Jie Huang,Ruibing Hou,Jiahe Zhao,Hong Chang,Shiguang Shan
2024-12-19
Abstract:Human-centric perceptions play a crucial role in real-world applications. While recent human-centric works have achieved impressive progress, these efforts are often constrained to the visual domain and lack interaction with human instructions, limiting their applicability in broader scenarios such as chatbots and sports analysis. This paper introduces Referring Human Perceptions, where a referring prompt specifies the person of interest in an image. To tackle the new task, we propose RefHCM (Referring Human-Centric Model), a unified framework to integrate a wide range of human-centric referring tasks. Specifically, RefHCM employs sequence mergers to convert raw multimodal data -- including images, text, coordinates, and parsing maps -- into semantic tokens. This standardized representation enables RefHCM to reformulate diverse human-centric referring tasks into a sequence-to-sequence paradigm, solved using a plain encoder-decoder transformer architecture. Benefiting from a unified learning strategy, RefHCM effectively facilitates knowledge transfer across tasks and exhibits unforeseen capabilities in handling complex reasoning. This work represents the first attempt to address referring human perceptions with a general-purpose framework, while simultaneously establishing a corresponding benchmark that sets new standards for the field. Extensive experiments showcase RefHCM's competitive and even superior performance across multiple human-centric referring tasks. The code and data are publicly at <a class="link-external link-https" href="https://github.com/JJJYmmm/RefHCM" rel="external noopener nofollow">this https URL</a>.

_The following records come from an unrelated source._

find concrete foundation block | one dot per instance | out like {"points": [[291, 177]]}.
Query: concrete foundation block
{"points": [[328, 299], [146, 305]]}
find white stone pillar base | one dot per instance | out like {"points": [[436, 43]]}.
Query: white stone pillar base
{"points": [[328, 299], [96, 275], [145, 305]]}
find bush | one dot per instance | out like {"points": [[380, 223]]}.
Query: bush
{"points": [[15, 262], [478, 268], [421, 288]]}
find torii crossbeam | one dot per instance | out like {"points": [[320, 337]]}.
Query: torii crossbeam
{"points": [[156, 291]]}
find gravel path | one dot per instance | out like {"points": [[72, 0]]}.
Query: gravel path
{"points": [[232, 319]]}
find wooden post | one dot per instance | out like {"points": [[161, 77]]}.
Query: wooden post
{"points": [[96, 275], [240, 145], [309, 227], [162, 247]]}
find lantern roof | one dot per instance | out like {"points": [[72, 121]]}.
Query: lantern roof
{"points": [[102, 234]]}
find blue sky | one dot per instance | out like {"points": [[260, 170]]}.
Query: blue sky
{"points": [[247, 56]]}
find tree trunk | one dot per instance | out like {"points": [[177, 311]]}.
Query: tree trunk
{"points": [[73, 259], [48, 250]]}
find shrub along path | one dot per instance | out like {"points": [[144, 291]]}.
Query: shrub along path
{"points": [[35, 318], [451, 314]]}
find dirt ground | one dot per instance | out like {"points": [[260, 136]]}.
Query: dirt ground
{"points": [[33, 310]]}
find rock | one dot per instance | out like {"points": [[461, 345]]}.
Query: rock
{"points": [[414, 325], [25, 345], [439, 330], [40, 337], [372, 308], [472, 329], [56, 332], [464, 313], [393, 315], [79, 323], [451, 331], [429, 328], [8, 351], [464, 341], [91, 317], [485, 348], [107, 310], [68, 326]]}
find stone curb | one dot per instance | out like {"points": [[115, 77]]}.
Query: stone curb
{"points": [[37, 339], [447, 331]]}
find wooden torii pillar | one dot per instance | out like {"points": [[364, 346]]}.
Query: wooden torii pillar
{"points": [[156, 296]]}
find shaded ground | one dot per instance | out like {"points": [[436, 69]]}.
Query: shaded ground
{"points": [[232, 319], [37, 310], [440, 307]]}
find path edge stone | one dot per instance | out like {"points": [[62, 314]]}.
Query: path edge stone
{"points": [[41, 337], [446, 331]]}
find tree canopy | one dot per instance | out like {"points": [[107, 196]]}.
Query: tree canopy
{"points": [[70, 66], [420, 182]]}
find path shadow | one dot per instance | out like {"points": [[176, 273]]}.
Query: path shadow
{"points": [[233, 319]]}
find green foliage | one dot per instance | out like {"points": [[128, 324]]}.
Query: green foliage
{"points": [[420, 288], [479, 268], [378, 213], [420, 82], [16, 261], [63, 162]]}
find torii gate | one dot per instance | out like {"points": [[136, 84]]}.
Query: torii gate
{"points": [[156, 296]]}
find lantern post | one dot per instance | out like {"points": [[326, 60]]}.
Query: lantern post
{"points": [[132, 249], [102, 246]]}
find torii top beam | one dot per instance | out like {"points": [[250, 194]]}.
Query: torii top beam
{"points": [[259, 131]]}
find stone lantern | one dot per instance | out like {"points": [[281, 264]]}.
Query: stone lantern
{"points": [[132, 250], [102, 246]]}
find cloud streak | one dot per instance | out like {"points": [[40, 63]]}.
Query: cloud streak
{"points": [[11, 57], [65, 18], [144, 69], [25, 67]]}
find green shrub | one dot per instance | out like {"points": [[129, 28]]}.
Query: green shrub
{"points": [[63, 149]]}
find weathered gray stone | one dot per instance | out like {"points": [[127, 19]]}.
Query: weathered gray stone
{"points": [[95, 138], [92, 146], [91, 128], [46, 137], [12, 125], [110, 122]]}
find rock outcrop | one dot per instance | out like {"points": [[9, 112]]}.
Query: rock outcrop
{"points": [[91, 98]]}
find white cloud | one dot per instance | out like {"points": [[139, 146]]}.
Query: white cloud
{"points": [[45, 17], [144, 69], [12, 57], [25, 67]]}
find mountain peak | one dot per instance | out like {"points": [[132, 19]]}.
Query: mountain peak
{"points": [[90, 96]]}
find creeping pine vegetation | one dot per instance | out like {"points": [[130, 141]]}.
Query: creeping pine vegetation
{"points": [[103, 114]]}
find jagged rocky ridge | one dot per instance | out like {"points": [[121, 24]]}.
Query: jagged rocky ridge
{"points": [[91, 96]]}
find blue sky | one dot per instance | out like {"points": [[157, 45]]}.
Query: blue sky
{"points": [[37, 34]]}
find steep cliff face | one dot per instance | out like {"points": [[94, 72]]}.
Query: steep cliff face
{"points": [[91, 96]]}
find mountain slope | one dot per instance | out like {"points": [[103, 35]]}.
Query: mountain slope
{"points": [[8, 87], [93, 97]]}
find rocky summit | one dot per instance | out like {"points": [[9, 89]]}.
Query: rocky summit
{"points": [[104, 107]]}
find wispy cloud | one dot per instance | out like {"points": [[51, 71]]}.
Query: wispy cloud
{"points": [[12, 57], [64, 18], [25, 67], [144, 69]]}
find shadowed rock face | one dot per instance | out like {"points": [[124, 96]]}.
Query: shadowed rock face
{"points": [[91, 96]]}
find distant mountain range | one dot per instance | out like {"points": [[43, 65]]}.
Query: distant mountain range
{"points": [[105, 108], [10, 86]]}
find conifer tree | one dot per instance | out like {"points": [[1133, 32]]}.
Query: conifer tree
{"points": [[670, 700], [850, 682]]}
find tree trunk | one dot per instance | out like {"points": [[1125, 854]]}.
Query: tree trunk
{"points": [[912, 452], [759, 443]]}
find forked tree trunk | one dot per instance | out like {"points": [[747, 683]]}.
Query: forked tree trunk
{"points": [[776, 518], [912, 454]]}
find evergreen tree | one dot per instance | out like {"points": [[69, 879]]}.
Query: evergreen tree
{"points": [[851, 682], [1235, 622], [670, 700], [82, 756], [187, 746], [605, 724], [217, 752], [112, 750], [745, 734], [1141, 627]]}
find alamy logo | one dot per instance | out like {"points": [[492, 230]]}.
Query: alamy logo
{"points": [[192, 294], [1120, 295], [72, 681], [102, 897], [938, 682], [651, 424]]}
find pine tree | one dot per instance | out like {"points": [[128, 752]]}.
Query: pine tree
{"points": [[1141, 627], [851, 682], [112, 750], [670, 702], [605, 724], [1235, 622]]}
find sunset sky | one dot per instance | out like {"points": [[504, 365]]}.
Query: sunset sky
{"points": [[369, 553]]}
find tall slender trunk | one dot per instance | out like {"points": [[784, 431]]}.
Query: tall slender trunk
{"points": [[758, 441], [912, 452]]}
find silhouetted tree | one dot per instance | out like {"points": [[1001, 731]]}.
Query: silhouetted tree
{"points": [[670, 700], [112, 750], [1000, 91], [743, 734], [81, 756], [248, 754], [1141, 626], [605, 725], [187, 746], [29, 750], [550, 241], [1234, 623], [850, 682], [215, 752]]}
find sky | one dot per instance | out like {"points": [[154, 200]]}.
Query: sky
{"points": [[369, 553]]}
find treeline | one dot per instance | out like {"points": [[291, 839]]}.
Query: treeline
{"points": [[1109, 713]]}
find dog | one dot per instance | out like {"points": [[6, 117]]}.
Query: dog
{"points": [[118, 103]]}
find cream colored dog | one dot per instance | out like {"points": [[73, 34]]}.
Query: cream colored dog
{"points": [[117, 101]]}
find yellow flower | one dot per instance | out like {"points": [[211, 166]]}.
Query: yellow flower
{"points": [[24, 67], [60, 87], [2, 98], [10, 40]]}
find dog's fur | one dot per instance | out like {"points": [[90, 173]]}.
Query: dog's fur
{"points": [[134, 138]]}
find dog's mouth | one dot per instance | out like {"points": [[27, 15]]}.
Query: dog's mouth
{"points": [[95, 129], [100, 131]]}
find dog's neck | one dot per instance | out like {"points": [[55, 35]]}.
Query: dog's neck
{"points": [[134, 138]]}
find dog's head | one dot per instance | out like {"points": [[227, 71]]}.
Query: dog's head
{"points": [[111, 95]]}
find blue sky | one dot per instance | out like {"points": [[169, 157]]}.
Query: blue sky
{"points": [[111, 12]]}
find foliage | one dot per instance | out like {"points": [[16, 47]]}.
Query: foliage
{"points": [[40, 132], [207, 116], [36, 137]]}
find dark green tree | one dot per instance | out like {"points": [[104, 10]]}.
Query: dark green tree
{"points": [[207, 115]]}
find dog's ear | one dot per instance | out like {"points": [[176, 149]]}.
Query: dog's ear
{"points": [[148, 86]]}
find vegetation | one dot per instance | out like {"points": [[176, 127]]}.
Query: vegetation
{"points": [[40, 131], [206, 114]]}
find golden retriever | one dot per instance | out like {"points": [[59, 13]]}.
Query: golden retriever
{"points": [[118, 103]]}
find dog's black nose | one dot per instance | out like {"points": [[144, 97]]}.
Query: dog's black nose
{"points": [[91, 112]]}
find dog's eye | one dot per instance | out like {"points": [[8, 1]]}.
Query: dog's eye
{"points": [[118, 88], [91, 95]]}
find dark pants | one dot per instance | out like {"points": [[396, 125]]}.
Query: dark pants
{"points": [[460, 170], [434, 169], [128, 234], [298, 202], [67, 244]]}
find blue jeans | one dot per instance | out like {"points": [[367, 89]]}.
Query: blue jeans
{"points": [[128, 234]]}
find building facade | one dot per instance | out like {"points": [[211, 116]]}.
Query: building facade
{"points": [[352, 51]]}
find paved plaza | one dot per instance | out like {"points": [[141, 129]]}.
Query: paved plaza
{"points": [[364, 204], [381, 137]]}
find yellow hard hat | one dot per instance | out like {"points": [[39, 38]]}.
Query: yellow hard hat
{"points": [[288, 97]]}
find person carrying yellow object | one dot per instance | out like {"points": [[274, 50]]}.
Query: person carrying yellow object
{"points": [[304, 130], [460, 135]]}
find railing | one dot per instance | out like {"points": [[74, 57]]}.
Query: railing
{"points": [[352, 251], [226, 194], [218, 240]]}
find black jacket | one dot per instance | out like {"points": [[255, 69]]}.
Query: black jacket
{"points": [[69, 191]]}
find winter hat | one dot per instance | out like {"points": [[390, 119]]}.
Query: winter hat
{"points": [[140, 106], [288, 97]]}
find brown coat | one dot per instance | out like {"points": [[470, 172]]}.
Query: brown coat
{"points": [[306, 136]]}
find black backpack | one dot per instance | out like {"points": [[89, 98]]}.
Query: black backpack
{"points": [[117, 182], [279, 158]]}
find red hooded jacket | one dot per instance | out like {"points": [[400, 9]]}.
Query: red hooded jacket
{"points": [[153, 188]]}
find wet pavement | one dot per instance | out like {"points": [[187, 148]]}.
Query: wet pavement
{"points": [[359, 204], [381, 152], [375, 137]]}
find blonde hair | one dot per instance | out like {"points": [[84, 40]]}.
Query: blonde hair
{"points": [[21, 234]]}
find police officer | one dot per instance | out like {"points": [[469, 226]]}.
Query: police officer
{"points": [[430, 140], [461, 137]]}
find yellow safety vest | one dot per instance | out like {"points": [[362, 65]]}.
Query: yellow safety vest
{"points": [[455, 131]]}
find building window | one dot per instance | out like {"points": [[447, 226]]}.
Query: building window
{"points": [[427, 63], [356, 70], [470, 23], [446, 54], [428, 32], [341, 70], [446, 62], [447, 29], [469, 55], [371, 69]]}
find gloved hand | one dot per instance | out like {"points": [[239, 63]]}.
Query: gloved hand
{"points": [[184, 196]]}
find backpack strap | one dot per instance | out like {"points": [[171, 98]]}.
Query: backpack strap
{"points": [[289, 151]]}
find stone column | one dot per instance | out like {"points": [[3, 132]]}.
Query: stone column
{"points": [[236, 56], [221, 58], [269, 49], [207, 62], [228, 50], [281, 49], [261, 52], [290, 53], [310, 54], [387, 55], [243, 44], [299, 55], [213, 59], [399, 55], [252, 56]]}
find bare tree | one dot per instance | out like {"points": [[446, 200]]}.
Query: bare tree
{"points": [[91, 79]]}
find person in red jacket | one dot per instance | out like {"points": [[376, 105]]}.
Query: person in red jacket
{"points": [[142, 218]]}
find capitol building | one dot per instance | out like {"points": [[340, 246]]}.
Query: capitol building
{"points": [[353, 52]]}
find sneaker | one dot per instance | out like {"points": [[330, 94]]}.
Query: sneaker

Computer Vision and Pattern Recognition
What problem does this paper attempt to address?
The problem that this paper attempts to solve is the limitations of existing human - centric perception models. Specifically, the existing models usually focus on a single task and have difficulties in handling multi - modal inputs and outputs, which restricts their applications in broader scenarios, such as chatbots and sports analysis. Moreover, these models lack the ability to interact with human instructions, resulting in limited applicability in practical applications. To solve these problems, the paper proposes RefHCM (Referring Human - Centric Model), which is a unified framework aiming to integrate multiple human - centric referring tasks. The main contributions of RefHCM include: 1. **Unified representation space**: The original multi - modal data (such as images, texts, coordinates and parse graphs) are converted into semantic tokens through sequence mergers. This standardized representation enables RefHCM to re - formulate different referring tasks as sequence - to - sequence problems and use a simple encoder - decoder Transformer architecture to solve these problems. 2. **Universal network architecture and optimization objective**: RefHCM adopts a unified learning strategy, which promotes knowledge transfer across tasks and demonstrates the ability to handle complex reasoning. This architecture not only simplifies the model design but also enhances the synergy between different tasks. 3. **New benchmark**: The paper introduces a new benchmark (ReasonRef Benchmark) for evaluating the performance of the model in handling implicit references, which require complex reasoning abilities. This benchmark covers tasks in multiple dimensions, such as identity recognition, pose / clothing description, social relations, physical relations and future prediction. 4. **Zero - shot generalization ability**: Although RefHCM is only trained on simple direct references, it shows excellent zero - shot generalization ability in complex reasoning tasks, indicating its strong adaptability and flexibility. In conclusion, by proposing the RefHCM framework, this paper solves the deficiencies of existing models in multi - modal processing and task unification, and provides a more general and efficient solution for human - centric perception tasks.